Recently updated on January 31st, 2023 at 12:03 pm
Zannah Mustapha, a Nigerian lawyer and advocate for the rights of displaced children growing up amid violence in north-eastern Nigeria to get a quality education, is the 2017 winner of the United Nations High Commission for Refugees (UNHCR) Nansen Refugee Award.
The Nansen Refugee Award, which is bestowed by the U.N. refugee agency (UNHCR), has been won in the past by Eleanor Roosevelt and Luciano Pavarotti, and the winner receives $150,000 to fund a project complementing their existing work.
In the words of Zannah Mustapha, the 2017 UNHCR Nansen Refugee Award Winner:
“I am exceedingly happy and motivated to do more … I will scale up my efforts.
Some of the students that started in my school have graduated, and they are now going into university – I can use this money to help them complete the cycle.”
Zannah Mustapha is the founder of two schools which offer free education, meals, uniforms and healthcare to its pupils, and even enrol children born to Boko Haram fighters to learn alongside those orphaned by the Islamist group’s eight-year insurgency. Those orphaned by the conflict on both sides are welcomed into Mustapha’s classrooms as a sign of the reconciliation he hopes to achieve in the region.
His first venture, Future Prowess Islamic Foundation School, opened a decade ago and was the only school in Borno state in northeast Nigeria to remain open when Boko Haram in 2009 began their brutal campaign to carve out an Islamic state. Future Prowess has grown from 36 students to 540. Desperate for an education, thousands more children have added their names to its waiting list. In 2016, his second school opened just a few kilometres away from the first. Eighty-eight children, all of whom have fled conflict in the region, walk through its classroom doors each day.
The Islamist militants have killed hundreds of teachers and forced more than 1,000 schools to shut, leaving tens of thousands of children without an education, aid agencies say.
UNHCR chief Filippo Grandi hailed Mustapha for helping to foster peace and rebuild communities devastated by violence. According to Grandi:
“Education is one of the most powerful tools for helping refugee children overcome the horrors of violence and forced displacement.”
Mustapha’s work also includes helping to negotiate the release of more than 100 of the 220-odd girls snatched from their school in Chibok in April 2014 in the biggest publicity coup of Boko Haram’s insurgency that prompted global outrage and the international campaign #bringbackourgirls.
The return of 82 of the girls in May marked the second group release of the Chibok girls by the militants – with both deals brokered by Switzerland and the Red Cross and mediated by Mustapha – after a group of 21 were freed in October last year.

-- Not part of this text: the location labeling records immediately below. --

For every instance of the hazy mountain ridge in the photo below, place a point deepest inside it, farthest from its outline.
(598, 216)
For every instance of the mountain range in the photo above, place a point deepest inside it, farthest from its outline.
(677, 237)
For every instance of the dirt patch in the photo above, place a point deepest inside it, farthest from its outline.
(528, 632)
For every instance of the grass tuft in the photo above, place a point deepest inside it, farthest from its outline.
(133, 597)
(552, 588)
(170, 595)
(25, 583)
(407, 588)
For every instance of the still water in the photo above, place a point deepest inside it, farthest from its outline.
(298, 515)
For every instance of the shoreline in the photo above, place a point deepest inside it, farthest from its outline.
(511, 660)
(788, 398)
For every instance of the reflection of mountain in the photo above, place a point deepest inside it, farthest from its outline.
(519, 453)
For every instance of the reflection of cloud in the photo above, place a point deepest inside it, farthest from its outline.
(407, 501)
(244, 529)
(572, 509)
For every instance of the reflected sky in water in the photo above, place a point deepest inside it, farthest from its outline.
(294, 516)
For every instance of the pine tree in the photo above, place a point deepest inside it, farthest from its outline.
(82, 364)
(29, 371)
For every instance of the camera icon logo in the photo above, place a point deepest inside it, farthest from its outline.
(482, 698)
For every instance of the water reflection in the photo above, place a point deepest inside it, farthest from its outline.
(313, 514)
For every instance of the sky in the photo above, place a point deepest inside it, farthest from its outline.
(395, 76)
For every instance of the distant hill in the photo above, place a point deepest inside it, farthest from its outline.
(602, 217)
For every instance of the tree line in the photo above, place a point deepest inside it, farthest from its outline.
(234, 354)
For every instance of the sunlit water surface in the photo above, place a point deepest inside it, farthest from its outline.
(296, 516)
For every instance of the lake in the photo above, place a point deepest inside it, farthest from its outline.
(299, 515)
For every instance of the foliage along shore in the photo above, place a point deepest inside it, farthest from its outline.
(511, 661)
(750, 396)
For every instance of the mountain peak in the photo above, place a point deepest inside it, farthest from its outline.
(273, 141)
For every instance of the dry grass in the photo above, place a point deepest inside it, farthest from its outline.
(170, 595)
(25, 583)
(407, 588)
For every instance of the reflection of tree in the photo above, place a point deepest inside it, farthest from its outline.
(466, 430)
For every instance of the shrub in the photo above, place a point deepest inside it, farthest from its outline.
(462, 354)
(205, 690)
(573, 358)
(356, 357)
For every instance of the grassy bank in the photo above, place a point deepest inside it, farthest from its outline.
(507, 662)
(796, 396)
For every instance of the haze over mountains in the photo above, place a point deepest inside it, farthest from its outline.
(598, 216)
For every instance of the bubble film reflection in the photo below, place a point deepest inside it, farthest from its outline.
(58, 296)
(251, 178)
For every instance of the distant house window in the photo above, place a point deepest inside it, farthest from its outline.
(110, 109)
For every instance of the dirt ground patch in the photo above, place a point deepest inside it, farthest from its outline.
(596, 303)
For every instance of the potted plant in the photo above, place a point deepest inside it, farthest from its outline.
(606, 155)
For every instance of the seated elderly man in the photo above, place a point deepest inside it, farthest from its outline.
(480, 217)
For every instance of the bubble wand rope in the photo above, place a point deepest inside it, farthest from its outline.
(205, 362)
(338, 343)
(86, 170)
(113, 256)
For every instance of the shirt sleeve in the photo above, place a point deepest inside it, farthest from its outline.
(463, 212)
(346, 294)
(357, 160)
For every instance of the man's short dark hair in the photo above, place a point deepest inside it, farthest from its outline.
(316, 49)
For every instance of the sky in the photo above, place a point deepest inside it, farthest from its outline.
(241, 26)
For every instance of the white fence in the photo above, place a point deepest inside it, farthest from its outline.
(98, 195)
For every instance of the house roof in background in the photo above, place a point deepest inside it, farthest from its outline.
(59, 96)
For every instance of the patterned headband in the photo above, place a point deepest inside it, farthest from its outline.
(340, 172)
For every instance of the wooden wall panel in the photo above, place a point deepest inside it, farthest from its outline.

A few others have escaped or been rescued but about 113 of the girls are believed to be still held captive by Boko Haram.
The Islamist group has killed at least 20,000 people and uprooted more than 2.7 million across the Lake Chad region and sparked one of the largest humanitarian crises in the world, according to aid agencies.
Despite being driven back from much of the territory it held, Boko Haram has ramped up attacks this year, targeting civilians and camps for the displaced with suicide bombings.
The UNHCR Nansen Refugees award was established in 1954 and awarded annually to an individual, group or organization in recognition of outstanding service to the cause of refugees, displaced and stateless persons.